The covenant theology of human sexuality is 1) almost identical to the papal “theology of the body” applied to the marriage act.  In addition, the covenant theology of sexuality fulfills the requirements for a useful theology as noted by the Pope (biblical, ethical, personalist).  In the rest of this chapter I will address each of these criteria plus several others that I think are necessary for a theology to be useful today. In short, I propose to show, very briefly in most cases, that the covenant theology of sexuality is 2) simple, 3) biblical, 4) ethical, 5) personalist, 6) theological, and 7) ecumenical.
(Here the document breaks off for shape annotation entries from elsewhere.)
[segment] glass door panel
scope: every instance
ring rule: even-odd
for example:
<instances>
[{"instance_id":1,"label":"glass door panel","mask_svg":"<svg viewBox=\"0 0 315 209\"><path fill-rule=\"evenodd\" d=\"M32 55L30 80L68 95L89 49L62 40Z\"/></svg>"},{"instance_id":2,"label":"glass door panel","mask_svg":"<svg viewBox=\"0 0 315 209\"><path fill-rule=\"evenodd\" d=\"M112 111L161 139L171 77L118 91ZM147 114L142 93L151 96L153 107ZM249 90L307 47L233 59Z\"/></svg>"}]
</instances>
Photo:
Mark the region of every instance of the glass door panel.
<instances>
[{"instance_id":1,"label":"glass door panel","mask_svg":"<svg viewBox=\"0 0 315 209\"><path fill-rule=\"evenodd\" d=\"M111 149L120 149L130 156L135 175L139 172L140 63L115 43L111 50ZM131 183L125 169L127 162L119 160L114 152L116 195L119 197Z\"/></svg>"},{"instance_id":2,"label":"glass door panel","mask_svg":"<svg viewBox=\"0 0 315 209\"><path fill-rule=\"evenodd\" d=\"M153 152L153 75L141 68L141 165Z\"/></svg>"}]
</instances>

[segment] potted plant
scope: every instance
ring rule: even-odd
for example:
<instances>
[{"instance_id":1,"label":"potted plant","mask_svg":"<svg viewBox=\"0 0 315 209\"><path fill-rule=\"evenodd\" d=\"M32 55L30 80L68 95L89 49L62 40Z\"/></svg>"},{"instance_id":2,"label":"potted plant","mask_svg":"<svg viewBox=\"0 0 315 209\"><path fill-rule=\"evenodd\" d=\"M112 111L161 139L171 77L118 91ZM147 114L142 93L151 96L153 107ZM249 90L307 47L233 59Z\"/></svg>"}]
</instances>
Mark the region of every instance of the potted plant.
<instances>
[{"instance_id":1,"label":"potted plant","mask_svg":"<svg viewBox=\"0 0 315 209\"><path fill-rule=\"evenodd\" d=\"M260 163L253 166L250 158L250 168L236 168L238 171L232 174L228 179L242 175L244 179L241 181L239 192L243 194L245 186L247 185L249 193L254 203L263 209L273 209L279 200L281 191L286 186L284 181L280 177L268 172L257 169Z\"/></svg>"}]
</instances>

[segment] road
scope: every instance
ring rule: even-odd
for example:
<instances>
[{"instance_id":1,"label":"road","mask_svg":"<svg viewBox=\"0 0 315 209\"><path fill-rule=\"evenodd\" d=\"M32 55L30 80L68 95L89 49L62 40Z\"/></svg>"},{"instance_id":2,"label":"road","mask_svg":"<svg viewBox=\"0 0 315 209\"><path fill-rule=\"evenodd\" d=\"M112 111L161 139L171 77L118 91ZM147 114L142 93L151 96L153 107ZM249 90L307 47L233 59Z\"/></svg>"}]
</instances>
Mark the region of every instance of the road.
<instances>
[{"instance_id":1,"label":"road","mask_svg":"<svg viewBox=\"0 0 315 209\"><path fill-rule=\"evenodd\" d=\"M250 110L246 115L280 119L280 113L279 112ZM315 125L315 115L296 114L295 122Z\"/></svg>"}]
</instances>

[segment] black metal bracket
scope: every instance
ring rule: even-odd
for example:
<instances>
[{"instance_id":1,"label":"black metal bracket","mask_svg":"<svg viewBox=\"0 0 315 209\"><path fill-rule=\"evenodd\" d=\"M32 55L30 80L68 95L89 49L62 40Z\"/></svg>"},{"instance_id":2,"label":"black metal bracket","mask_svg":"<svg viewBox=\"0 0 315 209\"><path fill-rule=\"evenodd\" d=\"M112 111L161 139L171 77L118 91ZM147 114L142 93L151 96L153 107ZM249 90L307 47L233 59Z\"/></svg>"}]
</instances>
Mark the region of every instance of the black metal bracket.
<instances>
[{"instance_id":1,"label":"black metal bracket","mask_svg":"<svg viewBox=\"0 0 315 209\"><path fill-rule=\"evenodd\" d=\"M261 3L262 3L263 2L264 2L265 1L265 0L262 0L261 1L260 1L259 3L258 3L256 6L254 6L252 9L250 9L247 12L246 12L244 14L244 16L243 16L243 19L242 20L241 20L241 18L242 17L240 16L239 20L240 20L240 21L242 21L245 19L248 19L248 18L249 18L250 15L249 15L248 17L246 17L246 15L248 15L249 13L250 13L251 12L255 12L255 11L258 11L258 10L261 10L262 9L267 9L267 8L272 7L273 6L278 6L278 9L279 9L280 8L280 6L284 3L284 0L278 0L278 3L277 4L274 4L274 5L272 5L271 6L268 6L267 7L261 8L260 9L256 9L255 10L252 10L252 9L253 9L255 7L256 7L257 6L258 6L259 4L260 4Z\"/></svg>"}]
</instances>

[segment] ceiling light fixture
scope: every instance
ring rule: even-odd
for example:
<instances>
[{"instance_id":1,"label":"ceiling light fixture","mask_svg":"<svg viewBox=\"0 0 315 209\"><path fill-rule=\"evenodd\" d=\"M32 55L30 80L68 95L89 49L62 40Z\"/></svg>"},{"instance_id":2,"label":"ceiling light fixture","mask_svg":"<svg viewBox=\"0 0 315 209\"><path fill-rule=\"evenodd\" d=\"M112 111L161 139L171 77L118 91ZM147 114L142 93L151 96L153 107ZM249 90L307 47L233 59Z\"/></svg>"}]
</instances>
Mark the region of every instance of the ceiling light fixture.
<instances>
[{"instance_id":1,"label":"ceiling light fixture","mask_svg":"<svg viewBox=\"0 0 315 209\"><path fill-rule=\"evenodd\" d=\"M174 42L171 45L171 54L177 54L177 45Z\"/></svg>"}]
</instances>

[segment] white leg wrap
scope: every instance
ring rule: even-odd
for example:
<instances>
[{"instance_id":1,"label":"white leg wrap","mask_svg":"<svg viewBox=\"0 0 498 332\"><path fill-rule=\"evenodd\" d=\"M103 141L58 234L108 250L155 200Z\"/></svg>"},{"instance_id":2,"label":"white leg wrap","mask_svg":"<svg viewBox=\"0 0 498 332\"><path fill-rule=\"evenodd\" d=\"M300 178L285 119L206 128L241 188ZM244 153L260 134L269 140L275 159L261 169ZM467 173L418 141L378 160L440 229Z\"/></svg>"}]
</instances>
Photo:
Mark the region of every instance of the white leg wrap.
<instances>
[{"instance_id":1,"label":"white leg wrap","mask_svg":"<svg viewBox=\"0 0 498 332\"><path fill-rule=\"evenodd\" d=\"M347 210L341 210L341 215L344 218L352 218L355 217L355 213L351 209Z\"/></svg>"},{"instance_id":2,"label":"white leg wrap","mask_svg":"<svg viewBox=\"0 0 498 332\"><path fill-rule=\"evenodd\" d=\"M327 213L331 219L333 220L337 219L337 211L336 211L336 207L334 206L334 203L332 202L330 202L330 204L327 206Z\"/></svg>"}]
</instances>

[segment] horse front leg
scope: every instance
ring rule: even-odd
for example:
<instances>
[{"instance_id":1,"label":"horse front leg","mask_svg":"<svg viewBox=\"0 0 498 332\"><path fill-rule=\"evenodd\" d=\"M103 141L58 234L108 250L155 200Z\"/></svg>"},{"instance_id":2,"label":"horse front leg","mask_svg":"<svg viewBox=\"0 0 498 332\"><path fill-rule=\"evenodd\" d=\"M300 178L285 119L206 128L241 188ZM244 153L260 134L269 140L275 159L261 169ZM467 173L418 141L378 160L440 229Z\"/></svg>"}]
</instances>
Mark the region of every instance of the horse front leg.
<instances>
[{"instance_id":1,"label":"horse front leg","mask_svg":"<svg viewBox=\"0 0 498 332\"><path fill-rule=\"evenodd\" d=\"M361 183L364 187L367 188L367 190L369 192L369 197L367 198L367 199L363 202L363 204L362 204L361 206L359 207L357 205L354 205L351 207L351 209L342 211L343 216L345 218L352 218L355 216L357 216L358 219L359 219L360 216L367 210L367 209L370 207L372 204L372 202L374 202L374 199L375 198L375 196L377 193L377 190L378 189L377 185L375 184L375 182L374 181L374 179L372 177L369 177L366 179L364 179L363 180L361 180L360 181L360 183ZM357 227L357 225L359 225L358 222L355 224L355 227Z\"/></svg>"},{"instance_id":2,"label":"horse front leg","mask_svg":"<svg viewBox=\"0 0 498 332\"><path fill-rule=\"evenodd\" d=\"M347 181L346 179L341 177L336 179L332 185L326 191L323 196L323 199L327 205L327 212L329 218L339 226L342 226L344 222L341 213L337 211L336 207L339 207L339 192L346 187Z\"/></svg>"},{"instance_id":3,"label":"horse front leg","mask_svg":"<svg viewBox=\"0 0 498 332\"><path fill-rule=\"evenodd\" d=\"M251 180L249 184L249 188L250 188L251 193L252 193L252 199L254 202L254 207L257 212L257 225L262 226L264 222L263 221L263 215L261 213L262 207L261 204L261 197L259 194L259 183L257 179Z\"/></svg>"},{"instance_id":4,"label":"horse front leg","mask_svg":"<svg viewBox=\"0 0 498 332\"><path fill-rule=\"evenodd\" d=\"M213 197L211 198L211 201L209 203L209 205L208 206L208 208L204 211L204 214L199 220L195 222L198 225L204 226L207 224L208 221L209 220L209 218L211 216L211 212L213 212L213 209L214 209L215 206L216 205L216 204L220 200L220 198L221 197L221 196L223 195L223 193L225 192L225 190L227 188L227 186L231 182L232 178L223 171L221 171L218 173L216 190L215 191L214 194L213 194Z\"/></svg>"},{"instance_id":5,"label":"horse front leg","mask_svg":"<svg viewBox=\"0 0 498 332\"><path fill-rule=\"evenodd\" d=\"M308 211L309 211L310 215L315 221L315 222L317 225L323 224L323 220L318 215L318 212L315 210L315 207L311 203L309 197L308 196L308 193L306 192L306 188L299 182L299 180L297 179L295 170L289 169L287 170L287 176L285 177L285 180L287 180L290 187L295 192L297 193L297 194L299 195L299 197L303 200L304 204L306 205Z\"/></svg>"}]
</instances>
Furthermore, it lends itself to “an organic exposition,” and thus 8) it distinguishes between marital and non-marital sex. 9) It provides a key for understanding not only the evil of contraception but also the evil of adultery, fornication, sodomy and other sexual behaviors condemned as objectively sinful by the Catholic moral tradition. I believe that the covenant theology of sex is also 10) realistic. That is, it provides a terminology that avoids the sometimes-austere quality of previous theological terms, and it also avoids the subjective mushiness and inaccuracy of much of contemporary talk about sex, love and marriage. 11) It provides both a norm and an ideal.